PAW - Process & Analytics Workbench

Playing with Data in PAW

This blog is about all the thoughts, features, decisions, and musings going into creating PAW - the Processing and Analytics Workbench for managing your data.

Saturday, February 12, 2011

Auto-Update Again

We have been using the Eclipse RCP framework as the basis for PAW. It comes with auto-update capability. However, as we started to use it, it becomes very complex- since as the developer, it's very hard to understand how the components are managed and when there's something wrong - what is wrong. We were also having to release changes as both updated installers as well as through the update mechanism for Eclipse. After a couple of issues that I spent weeks trying to debug and fix, I finally gave up on using the Eclipse P2 mechanism - it's too complicated, adds about 5-8MB to the download, and was making me spend more time on the framework than working on the product functionality.
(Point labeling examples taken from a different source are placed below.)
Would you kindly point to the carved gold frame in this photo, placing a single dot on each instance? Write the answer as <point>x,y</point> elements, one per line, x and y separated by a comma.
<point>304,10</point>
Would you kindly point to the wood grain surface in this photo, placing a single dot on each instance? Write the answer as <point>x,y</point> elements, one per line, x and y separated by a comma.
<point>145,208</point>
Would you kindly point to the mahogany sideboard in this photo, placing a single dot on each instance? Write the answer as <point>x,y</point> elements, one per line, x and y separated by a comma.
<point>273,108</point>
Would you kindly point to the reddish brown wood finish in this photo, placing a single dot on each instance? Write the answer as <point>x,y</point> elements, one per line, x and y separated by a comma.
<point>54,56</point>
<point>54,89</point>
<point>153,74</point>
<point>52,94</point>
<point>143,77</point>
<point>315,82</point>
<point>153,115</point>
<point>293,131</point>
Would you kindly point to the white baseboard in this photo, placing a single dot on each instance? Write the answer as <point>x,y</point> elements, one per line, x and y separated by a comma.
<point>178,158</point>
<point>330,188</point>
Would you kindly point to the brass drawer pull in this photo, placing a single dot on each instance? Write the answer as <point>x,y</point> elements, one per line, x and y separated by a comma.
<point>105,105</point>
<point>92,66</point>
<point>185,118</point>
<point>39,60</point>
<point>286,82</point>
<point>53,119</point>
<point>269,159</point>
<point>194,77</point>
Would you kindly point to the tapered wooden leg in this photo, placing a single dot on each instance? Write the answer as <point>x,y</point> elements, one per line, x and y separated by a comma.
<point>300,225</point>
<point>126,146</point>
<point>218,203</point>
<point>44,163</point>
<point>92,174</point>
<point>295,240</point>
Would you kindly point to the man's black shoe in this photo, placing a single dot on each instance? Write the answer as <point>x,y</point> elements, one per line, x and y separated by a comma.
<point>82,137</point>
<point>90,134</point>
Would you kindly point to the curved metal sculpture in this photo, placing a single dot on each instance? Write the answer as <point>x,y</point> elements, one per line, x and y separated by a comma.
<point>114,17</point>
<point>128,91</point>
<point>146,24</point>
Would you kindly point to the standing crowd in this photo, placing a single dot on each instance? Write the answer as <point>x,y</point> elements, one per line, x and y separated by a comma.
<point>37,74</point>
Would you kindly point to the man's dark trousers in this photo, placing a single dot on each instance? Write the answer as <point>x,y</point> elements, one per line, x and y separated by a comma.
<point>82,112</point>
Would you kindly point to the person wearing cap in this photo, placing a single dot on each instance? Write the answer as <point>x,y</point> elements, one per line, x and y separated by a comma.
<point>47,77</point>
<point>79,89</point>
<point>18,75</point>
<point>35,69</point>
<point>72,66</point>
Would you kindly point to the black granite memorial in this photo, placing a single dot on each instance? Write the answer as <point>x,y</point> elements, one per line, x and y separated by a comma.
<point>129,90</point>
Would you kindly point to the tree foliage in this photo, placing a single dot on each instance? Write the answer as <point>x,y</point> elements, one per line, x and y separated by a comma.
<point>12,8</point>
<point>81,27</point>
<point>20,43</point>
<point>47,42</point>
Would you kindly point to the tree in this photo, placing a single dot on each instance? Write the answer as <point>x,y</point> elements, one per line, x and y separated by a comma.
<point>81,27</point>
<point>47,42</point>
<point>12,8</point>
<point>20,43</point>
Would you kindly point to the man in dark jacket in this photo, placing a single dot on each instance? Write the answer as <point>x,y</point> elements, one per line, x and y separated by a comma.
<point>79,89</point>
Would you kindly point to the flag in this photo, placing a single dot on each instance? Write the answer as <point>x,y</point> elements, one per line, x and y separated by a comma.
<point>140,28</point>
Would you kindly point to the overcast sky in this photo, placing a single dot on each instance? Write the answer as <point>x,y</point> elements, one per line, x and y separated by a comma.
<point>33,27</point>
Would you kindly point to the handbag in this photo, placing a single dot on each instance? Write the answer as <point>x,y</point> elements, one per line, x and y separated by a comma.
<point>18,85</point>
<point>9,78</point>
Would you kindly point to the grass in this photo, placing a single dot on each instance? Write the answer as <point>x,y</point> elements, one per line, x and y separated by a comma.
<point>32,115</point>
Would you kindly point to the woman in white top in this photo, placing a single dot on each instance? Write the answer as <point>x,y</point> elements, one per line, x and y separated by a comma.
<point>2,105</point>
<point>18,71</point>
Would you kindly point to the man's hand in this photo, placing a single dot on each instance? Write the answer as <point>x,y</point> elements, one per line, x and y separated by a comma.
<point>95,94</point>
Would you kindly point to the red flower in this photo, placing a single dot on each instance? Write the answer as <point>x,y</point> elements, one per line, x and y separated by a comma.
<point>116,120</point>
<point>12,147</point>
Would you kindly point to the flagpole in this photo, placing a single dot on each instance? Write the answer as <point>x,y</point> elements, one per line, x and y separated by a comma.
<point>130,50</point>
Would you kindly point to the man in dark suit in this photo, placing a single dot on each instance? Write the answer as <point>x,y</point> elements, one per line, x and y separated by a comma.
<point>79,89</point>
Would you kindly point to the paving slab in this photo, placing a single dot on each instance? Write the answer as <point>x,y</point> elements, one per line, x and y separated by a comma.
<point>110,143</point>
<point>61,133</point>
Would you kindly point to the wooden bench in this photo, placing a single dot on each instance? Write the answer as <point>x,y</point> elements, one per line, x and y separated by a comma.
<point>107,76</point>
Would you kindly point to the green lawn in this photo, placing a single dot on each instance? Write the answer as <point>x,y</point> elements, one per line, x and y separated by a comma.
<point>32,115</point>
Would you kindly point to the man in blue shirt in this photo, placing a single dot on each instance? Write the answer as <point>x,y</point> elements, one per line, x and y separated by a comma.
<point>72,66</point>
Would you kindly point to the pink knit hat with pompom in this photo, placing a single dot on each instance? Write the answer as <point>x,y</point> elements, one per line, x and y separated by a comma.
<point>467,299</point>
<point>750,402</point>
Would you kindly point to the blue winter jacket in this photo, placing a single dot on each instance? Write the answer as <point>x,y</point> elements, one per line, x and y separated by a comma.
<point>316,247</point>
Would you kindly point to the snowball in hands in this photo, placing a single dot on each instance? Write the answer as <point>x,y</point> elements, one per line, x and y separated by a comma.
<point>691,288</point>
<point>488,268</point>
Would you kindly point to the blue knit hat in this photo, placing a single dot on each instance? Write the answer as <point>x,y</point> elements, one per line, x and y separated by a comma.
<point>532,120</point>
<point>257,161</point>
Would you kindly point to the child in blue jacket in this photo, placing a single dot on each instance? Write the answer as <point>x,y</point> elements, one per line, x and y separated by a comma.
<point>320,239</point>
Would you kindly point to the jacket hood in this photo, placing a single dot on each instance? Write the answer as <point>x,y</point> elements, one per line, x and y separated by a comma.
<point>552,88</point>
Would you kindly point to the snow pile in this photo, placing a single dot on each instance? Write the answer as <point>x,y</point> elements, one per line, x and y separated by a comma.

Now, we're using the Eclipse OSGI mechanism to do installs and updates. It's much simpler to understand (the bundles are in clearly marked directories) and the API to make updates is much simpler.

TO INSTALL:
BundleContext.install('http://myserver/bundles/mybundle-1.0.0.jar')

TO UNINSTALL
bundle.uninstall()


The final program structure I came up with has a launcher which also comes with an installer. This runs with the OSGI bundle and some SWT libraries to show progress in a UI. It is basically something like this..


// create the framework
ServiceLoader loader = ServiceLoader.load(FrameworkFactory.class);
FrameworkFactory ff = loader.iterator().next();
Map config = new HashMap();
config.put("osgi.configuration.area", configDirectory);
config.put("osgi.user.area", workspaceDirectory);
config.put("osgi.instance.area", workspaceDirectory);
fwk = ff.newFramework(config);

// start it
fwk.start();

// do any installs and uninstalls
ctxt = frk.getBundleContext();
ctxt.install().....

// start the right bundle, then get the application and launch it
Runnable app = (Runnable)getService("myapp.id") // THIS IS PSEUDOCODE
app.run();

// finally stop the framework
fwk.stop()



That was roughly it to get the code working, and reduce the client footprint by 8MB - of Eclipse plugins that I wasn't using!